Tropical forests extend across a vast area of Central and South America, West and Central Africa, South Asia, and northern Australia. A belt of coniferous forest stretches across northern Canada and Eurasia. The North American prairies, South American pampas, and Eurasian steppe are temperate grasslands. It would be easy to suppose that a visitor might travel through any one of these vast expanses and notice very little change in the vegetation. The forest or grassland would continue for hundreds of miles. In fact, it is not like that. Although the vegetation may all be of one general type such as coniferous forest or temperate grassland, there are many local variations. The trees and grasses in one area are different from those in another.

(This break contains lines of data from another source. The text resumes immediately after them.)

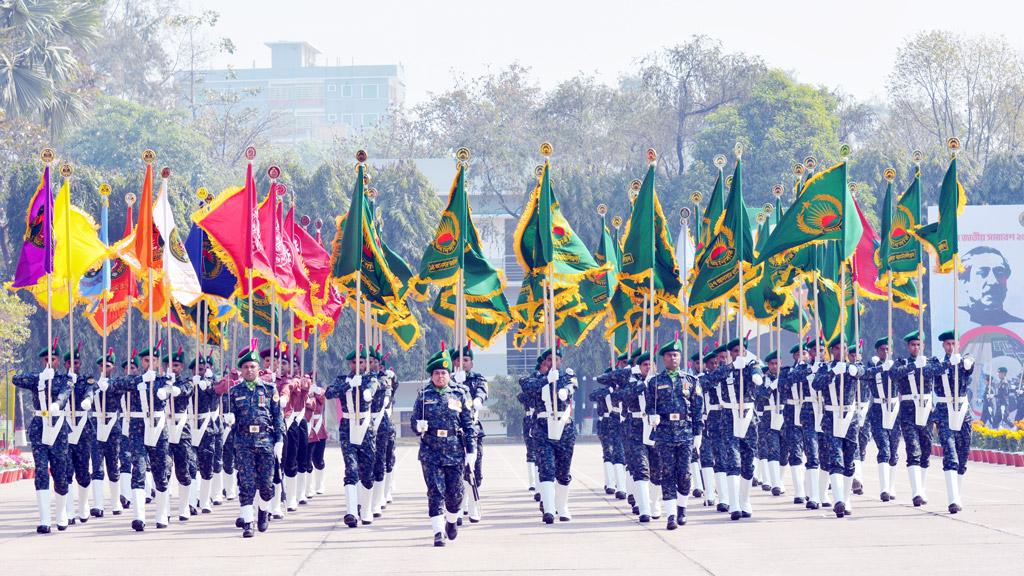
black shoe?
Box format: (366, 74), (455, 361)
(287, 506), (297, 513)
(528, 486), (536, 492)
(913, 495), (924, 507)
(752, 478), (761, 487)
(833, 502), (846, 518)
(257, 509), (269, 532)
(542, 512), (554, 524)
(434, 532), (445, 547)
(627, 494), (636, 506)
(677, 507), (687, 526)
(639, 514), (650, 523)
(693, 488), (703, 498)
(852, 479), (863, 495)
(704, 499), (715, 507)
(156, 522), (167, 529)
(559, 515), (571, 522)
(632, 505), (640, 515)
(68, 518), (76, 526)
(145, 497), (152, 504)
(56, 524), (68, 531)
(666, 515), (677, 530)
(272, 513), (284, 520)
(213, 499), (222, 506)
(202, 507), (212, 514)
(121, 495), (131, 509)
(469, 517), (480, 524)
(533, 492), (541, 502)
(806, 501), (819, 510)
(761, 483), (772, 492)
(605, 486), (615, 495)
(112, 509), (121, 516)
(372, 512), (381, 518)
(36, 525), (50, 534)
(361, 516), (372, 526)
(731, 511), (741, 521)
(741, 511), (751, 518)
(235, 517), (245, 528)
(771, 487), (782, 496)
(179, 515), (189, 522)
(794, 496), (805, 504)
(615, 491), (626, 500)
(242, 523), (254, 538)
(445, 520), (458, 540)
(90, 508), (103, 518)
(189, 505), (197, 516)
(948, 503), (961, 514)
(344, 514), (358, 528)
(456, 517), (462, 526)
(716, 503), (729, 513)
(132, 520), (144, 532)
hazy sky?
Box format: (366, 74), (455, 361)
(201, 0), (1021, 106)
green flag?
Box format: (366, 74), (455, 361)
(430, 247), (511, 348)
(878, 170), (925, 286)
(414, 163), (474, 293)
(688, 158), (758, 320)
(916, 156), (965, 274)
(236, 289), (282, 337)
(695, 170), (725, 267)
(756, 162), (862, 265)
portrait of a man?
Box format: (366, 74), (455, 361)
(958, 246), (1024, 326)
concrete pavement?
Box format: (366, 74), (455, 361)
(1, 441), (1021, 575)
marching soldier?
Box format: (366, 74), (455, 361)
(697, 350), (723, 509)
(888, 330), (940, 507)
(933, 330), (975, 513)
(61, 346), (97, 525)
(279, 351), (310, 513)
(90, 349), (123, 517)
(163, 346), (196, 522)
(115, 353), (139, 511)
(592, 352), (629, 499)
(865, 337), (902, 502)
(517, 378), (539, 496)
(379, 354), (399, 506)
(754, 351), (784, 497)
(792, 342), (824, 509)
(226, 347), (285, 538)
(13, 345), (72, 533)
(368, 348), (392, 517)
(778, 344), (806, 504)
(813, 340), (864, 518)
(452, 345), (487, 523)
(193, 354), (224, 513)
(522, 346), (578, 524)
(412, 347), (476, 547)
(325, 348), (379, 527)
(646, 338), (703, 530)
(304, 365), (328, 500)
(618, 349), (660, 521)
(713, 338), (763, 521)
(110, 347), (174, 531)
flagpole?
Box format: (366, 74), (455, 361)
(734, 146), (746, 416)
(884, 167), (896, 400)
(99, 184), (111, 418)
(41, 150), (55, 427)
(948, 140), (961, 408)
(244, 147), (257, 347)
(680, 207), (690, 371)
(647, 149), (657, 371)
(61, 163), (77, 418)
(913, 152), (925, 386)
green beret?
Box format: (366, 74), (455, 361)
(345, 349), (370, 362)
(789, 343), (801, 355)
(63, 349), (81, 361)
(121, 356), (138, 369)
(702, 351), (717, 363)
(137, 347), (155, 359)
(367, 348), (381, 361)
(634, 351), (651, 364)
(537, 347), (563, 364)
(426, 349), (453, 374)
(616, 351), (629, 363)
(802, 341), (815, 351)
(712, 344), (727, 355)
(96, 352), (116, 366)
(188, 356), (207, 370)
(450, 346), (473, 361)
(827, 337), (841, 349)
(165, 348), (185, 364)
(874, 337), (889, 349)
(690, 351), (701, 363)
(764, 351), (778, 363)
(237, 348), (260, 368)
(937, 330), (955, 342)
(903, 330), (922, 343)
(726, 337), (748, 351)
(658, 339), (682, 356)
(38, 345), (62, 359)
(998, 366), (1008, 373)
(847, 345), (858, 353)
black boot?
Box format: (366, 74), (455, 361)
(794, 496), (805, 504)
(121, 495), (131, 509)
(433, 532), (445, 547)
(913, 495), (924, 507)
(235, 517), (245, 528)
(604, 486), (615, 495)
(91, 508), (103, 518)
(627, 494), (636, 507)
(666, 515), (677, 530)
(677, 506), (687, 526)
(806, 501), (820, 510)
(36, 525), (50, 534)
(771, 487), (782, 496)
(880, 492), (891, 502)
(615, 491), (626, 500)
(852, 479), (863, 495)
(833, 501), (846, 518)
(131, 519), (144, 532)
(242, 522), (254, 538)
(693, 488), (703, 498)
(716, 503), (729, 513)
(639, 514), (651, 523)
(533, 492), (541, 502)
(730, 511), (741, 521)
(344, 514), (358, 528)
(542, 512), (554, 524)
(445, 519), (458, 540)
(257, 509), (269, 532)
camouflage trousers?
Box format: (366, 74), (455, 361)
(421, 461), (463, 518)
(234, 444), (276, 506)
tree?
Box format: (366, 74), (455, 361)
(639, 35), (766, 177)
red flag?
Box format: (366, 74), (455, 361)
(87, 204), (140, 335)
(852, 198), (886, 301)
(255, 182), (301, 300)
(130, 163), (160, 274)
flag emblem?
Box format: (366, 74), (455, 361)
(432, 211), (460, 255)
(796, 194), (843, 235)
(889, 206), (914, 249)
(706, 228), (735, 268)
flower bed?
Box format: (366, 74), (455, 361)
(965, 421), (1024, 468)
(0, 449), (34, 484)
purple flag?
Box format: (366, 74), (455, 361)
(11, 167), (53, 287)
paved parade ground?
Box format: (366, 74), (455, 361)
(1, 441), (1021, 576)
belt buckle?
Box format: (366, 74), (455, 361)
(248, 425), (260, 433)
(436, 429), (448, 438)
(669, 413), (681, 421)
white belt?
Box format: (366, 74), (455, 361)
(128, 411), (166, 419)
(719, 401), (737, 409)
(33, 410), (63, 417)
(825, 404), (854, 413)
(936, 396), (967, 404)
(525, 409), (535, 416)
(900, 395), (921, 401)
(706, 405), (720, 412)
(785, 400), (799, 405)
(610, 406), (622, 413)
(535, 411), (549, 418)
(630, 411), (644, 418)
(196, 411), (218, 420)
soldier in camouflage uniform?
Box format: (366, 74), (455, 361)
(89, 350), (124, 518)
(592, 352), (629, 499)
(754, 351), (785, 497)
(192, 354), (224, 513)
(226, 347), (285, 538)
(618, 349), (662, 520)
(325, 348), (379, 527)
(161, 347), (196, 522)
(62, 347), (97, 525)
(646, 338), (703, 530)
(813, 340), (864, 518)
(864, 337), (902, 502)
(13, 346), (72, 533)
(933, 330), (974, 514)
(452, 345), (487, 523)
(889, 330), (941, 507)
(778, 344), (807, 504)
(411, 348), (476, 547)
(697, 350), (723, 509)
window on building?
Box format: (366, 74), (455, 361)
(327, 83), (337, 93)
(342, 114), (354, 126)
(362, 113), (379, 126)
(362, 84), (378, 99)
(342, 84), (352, 97)
(327, 113), (338, 122)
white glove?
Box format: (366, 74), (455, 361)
(171, 385), (181, 397)
(362, 388), (373, 402)
(949, 353), (962, 366)
(914, 355), (927, 369)
(156, 387), (168, 401)
(97, 377), (109, 392)
(630, 365), (641, 375)
(384, 369), (395, 380)
(192, 375), (201, 386)
(547, 369), (560, 384)
(204, 368), (213, 379)
(694, 435), (703, 452)
(732, 357), (746, 370)
(223, 413), (235, 426)
(751, 373), (763, 385)
(454, 371), (467, 384)
(38, 367), (55, 383)
(68, 372), (78, 384)
(49, 401), (61, 414)
(882, 359), (894, 372)
(349, 374), (362, 389)
(142, 370), (157, 383)
(273, 442), (283, 460)
(726, 375), (734, 385)
(472, 397), (483, 410)
(80, 396), (92, 410)
(37, 380), (46, 391)
(963, 357), (974, 371)
(811, 362), (821, 374)
(465, 453), (475, 468)
(415, 420), (429, 434)
(198, 379), (209, 391)
(648, 414), (661, 427)
(136, 382), (147, 394)
(871, 356), (880, 365)
(832, 362), (847, 375)
(557, 388), (568, 401)
(848, 364), (858, 377)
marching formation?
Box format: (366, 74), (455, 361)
(7, 134), (980, 546)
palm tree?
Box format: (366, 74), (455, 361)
(0, 0), (101, 135)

In 1896 the director of the Dresden Botanical Gardens published a book entitled Die Okologie der Pflanzen (The ecology of plants) in which he showed how local factors such as hills and valleys and local variations in climate influenced the composition of plant communities. That explained why there are local variations. The author of the book was Oscar Drude (1852–1933), and it made him one of the founders of plant ecology. Drude was a remarkably talented field botanist. He could walk through a wood or across a meadow, identifying the plants as he went and noting local differences.

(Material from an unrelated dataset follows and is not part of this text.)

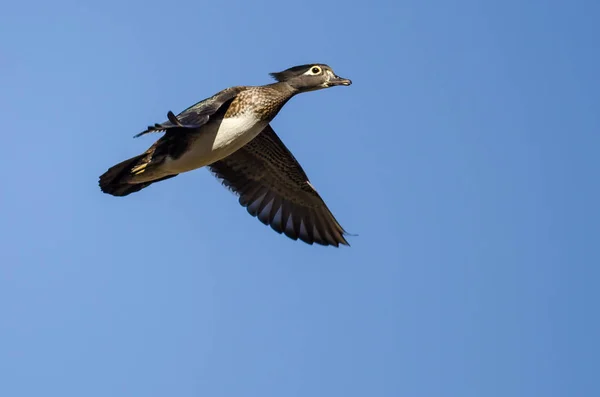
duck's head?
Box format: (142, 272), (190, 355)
(270, 63), (352, 92)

Drude wrote and coauthored several other important books. These included Atlas der Pflanzenverbreitung (Atlas of plant distribution), published in 1887, and Handbuch der Pflanzengeographie (Handbook of plant geography) in 1890. He coedited with Adolf Engler (1844–1930) Die Vegetation der Erde (The vegetation of the Earth), which appeared between 1896 and 1928.

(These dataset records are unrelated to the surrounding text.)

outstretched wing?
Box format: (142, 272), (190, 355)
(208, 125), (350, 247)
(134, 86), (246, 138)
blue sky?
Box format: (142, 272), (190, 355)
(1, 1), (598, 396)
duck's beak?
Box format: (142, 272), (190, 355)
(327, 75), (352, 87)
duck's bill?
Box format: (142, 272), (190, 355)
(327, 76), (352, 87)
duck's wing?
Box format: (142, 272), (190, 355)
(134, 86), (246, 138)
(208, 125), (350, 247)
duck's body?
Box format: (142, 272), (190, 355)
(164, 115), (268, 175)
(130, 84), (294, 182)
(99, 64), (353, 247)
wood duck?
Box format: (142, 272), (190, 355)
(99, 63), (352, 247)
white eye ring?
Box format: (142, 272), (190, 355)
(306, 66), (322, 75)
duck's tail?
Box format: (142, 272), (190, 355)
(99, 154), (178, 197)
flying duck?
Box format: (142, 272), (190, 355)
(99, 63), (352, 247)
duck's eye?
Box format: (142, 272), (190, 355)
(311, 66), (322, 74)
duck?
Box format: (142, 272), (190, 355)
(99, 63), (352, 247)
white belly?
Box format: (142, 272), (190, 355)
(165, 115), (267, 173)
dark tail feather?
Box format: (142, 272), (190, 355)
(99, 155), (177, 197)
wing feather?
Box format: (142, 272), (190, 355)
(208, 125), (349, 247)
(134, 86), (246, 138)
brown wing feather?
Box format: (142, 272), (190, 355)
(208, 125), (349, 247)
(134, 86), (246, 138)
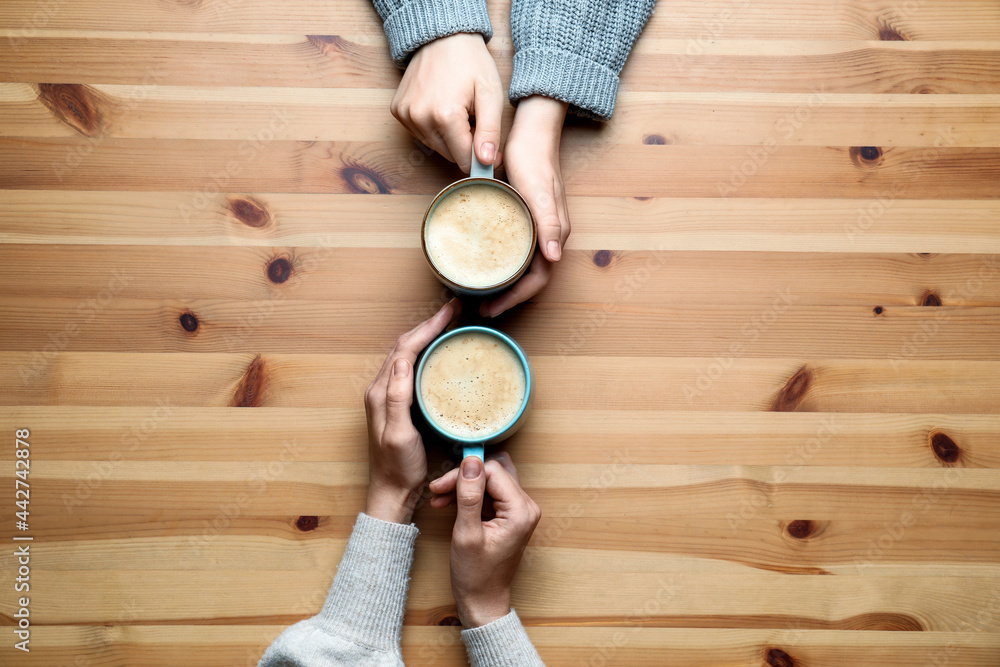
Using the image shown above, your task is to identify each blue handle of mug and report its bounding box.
[463,444,485,462]
[470,149,493,179]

Carl Georg Oscar Drude was born in Brunswick, Germany, on June 5, 1852. He studied natural history and chemistry at the Collegium Carolinum (now the Technical University) in Brunswick, moving to the University of Gottingen in 1871, where he worked as an assistant to August Grisebach. Drude received his Ph.D. at Gottingen in 1873 and became an assistant to the plant collector Friedrich Gottlieb Theophil Bartling (1798–1875), who was in charge of the university's herbarium. From 1876 until 1879, Drude was a lecturer at the university.

In 1879, Drude moved to Dresden to take up an appointment as professor of botany at the polytechnic. In 1890 the polytechnic became a new technical high school, and Drude was in a strong position to influence the organization of scientific research and teaching. It was also in 1890 that Drude became director of the Dresden Botanical Gardens. He served as rector of Dresden Technical High School twice (1906–07 and 1918–19), and in 1920 he was made professor emeritus of botany. Drude died at Buhlau, near Dresden, on February 1, 1933.